When Covid restrictions put the kibosh on James and Kimberly Van Der Beek’s plans to renew their vows for their 10th wedding anniversary last year, they instead celebrated with a trip to Austin. Fast forward one year later to their 11th anniversary, the day this issue comes out, and the former Angelenos are now proud Austinites living on a 36-acre property in Hill Country with their five children: Olivia, 10, Joshua, 9, Annabel, 7, Emilia,5 and Gwendolyn, 3 and their five dogs: Windsor, Theo, Abel, Rocky and Sky. We joined the party of 12 on their ranch where the kids all extolled their love of Texas and James and Kimberly opened up about the impetus to move here, what they love so much about living in Austin, passions, lessons and parenting.
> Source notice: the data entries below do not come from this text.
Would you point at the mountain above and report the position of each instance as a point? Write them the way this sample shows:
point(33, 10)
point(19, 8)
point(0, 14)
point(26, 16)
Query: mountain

Why did you move to Texas?
James: We wanted to get the kids out of Los Angeles. We wanted to give them space and we wanted them to live in nature. When we were flying here for our anniversary, I felt an energy to Austin. The energy was the same energy that I’d felt shooting Varsity Blues here when I was 21 and I realized that feeling wasn’t just where I was in my career or the movie I was shooting, all of which were very exciting, but that the energy is the place. It was really cool to realize, ‘Oh, I can go be there. We can drop in and bring our family to that.’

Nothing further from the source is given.